Structural stigma in health systems experienced by consumers diagnosed with Borderline Personality Disorder (BPD) is a widespread phenomenon that causes major health inequities and harm for this population. Structural stigma in this context relates to institutional policies, cultural norms, and organizational practices that limit consumers' access to health services, quality of care, and capacity to achieve optimal health and well-being. BPD is a serious mental illness with high morbidity and mortality, characterized by instability in interpersonal relationships, self-image, and emotional and behavioral deregulation, which stem from significant traumatic childhood/life events, and/or biological etiologies. The objectives of this scoping review are to explore the international literature on structural stigma in healthcare systems specific to BPD, and to provide an overview of the impact of structural stigma on health services for BPD consumers and their carers/families.
This scoping review will follow the e (e.g., thematic analysis) methods.
This review is anticipated to enhance both identification and understanding of those structures in health systems (i.e., institutional policies, cultural norms, and practices) that manifest and perpetuate stigma experienced by consumers with BPD and their carers/families. The findings can be used to inform future research, policy, and practice relating to stigma reduction strategies that can be adopted to improve the provision of BPD-responsive services and care for this population.
Open Science Framework ( https//osf.io/bhpg4 ).
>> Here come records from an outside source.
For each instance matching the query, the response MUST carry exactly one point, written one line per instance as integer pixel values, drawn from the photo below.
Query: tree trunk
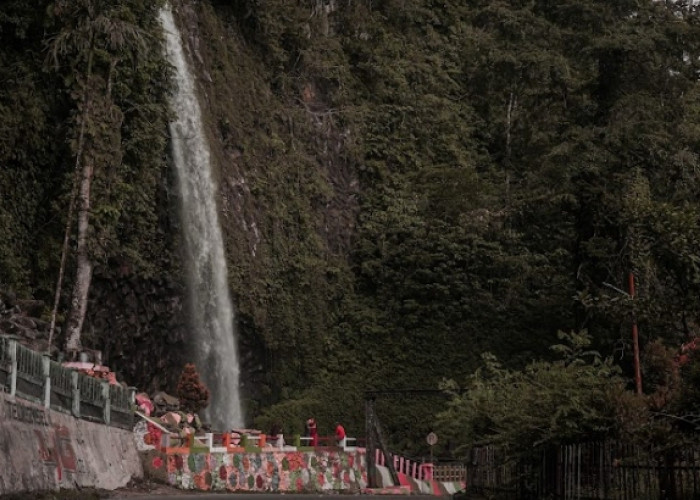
(83, 274)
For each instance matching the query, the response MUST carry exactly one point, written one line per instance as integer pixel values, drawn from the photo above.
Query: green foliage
(191, 391)
(547, 402)
(403, 187)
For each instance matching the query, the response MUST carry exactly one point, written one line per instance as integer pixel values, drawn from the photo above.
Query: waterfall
(212, 315)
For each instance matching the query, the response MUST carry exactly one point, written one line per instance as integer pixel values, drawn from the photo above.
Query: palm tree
(96, 35)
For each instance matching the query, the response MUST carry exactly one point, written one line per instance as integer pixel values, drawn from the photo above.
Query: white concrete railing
(33, 376)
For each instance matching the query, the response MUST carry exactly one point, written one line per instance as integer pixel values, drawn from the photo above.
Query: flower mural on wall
(272, 471)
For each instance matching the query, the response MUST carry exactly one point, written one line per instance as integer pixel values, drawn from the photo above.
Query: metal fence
(30, 375)
(594, 470)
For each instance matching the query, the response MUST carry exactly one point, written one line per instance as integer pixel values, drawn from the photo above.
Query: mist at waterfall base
(211, 311)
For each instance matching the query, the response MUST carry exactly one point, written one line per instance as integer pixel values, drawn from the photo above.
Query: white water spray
(212, 317)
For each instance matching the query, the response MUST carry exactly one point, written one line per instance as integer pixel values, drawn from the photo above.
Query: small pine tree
(193, 394)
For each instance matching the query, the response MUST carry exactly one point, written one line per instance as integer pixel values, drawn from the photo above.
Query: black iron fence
(33, 376)
(594, 470)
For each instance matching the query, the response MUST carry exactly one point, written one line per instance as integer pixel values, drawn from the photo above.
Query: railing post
(46, 365)
(75, 389)
(132, 394)
(107, 408)
(13, 367)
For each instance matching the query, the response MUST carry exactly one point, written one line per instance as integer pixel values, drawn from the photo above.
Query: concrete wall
(271, 471)
(44, 449)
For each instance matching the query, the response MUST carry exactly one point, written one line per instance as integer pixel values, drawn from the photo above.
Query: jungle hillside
(450, 195)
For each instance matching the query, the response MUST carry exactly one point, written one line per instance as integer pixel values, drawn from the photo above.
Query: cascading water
(209, 300)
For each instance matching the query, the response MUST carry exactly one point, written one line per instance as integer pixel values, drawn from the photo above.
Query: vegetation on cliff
(404, 186)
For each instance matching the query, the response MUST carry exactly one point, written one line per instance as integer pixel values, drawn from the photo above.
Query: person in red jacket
(340, 435)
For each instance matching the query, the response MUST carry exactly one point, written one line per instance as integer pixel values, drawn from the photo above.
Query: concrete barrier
(43, 449)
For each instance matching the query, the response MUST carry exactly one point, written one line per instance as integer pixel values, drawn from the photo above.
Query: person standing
(340, 437)
(313, 431)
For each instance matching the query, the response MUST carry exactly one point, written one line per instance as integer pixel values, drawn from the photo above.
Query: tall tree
(94, 37)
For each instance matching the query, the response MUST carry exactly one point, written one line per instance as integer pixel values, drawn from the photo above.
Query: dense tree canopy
(405, 185)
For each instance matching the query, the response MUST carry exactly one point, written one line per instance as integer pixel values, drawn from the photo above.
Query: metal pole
(635, 340)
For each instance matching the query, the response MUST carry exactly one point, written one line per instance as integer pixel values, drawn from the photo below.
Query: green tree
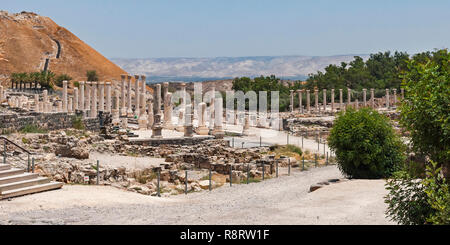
(365, 144)
(92, 76)
(60, 78)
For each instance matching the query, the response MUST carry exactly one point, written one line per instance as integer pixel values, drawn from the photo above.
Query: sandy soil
(276, 201)
(128, 162)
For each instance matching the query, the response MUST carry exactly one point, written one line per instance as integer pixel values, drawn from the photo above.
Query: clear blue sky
(210, 28)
Open Science Framework ( https//osf.io/bhpg4 ).
Damage to the endothelial glycocalyx is an early indicator of vascular damage and a potential marker of endothelial dysfunction. This study aimed to assess the relationship between markers of glycocalyx damage, endothelial dysfunction, and uraemic toxins in patients with chronic kidney disease.
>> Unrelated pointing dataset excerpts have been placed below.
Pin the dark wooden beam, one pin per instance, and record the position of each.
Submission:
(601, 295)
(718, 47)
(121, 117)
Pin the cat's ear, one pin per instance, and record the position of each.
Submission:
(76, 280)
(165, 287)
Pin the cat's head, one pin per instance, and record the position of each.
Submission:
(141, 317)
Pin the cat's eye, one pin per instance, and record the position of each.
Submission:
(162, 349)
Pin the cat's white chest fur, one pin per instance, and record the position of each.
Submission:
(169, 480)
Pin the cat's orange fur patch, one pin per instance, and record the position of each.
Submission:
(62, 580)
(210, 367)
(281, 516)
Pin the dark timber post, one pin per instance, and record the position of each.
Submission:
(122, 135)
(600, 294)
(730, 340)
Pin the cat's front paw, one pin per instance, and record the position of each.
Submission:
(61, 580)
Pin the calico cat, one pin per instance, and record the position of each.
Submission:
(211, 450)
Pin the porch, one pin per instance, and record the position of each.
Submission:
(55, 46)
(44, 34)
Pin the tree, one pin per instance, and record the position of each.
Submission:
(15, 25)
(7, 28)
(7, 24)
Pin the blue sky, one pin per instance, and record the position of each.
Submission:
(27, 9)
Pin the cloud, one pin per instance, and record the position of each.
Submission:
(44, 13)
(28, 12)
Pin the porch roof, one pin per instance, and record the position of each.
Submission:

Healthy controls, CKD patients, dialysis patients, and kidney transplant recipients had biochemical markers of glycocalyx damage (syndecan-1 and hyaluronan), endothelial dysfunction (von Willebrand factor; vWF and vascular cell adhesion molecule; VCAM-1), and uraemic toxins (indoxyl sulphate and p-cresyl sulphate) measured. In addition, Sidestream Darkfield imaging was performed using the novel GlycoCheck™ device to measure glycocalyx width by the perfused boundary region (PBR) in the sublingual microcirculation.
Serum markers of glycocalyx damage were highest in the dialysis group (n = 33), followed by CKD patients (n = 32) and kidney transplant recipients (n = 30) compared to controls (n = 30) hyaluronan 137 (1ical markers of glycocalyx and endothelial cell damage are highest in patients receiving dialysis. Glycocalyx and endothelial damage markers correlated with each other, and with uraemic toxins. Although we could not demonstrate a change in PBR, the biochemical markers suggest that glycocalyx damage is most marked in patients with higher levels of uraemic toxins.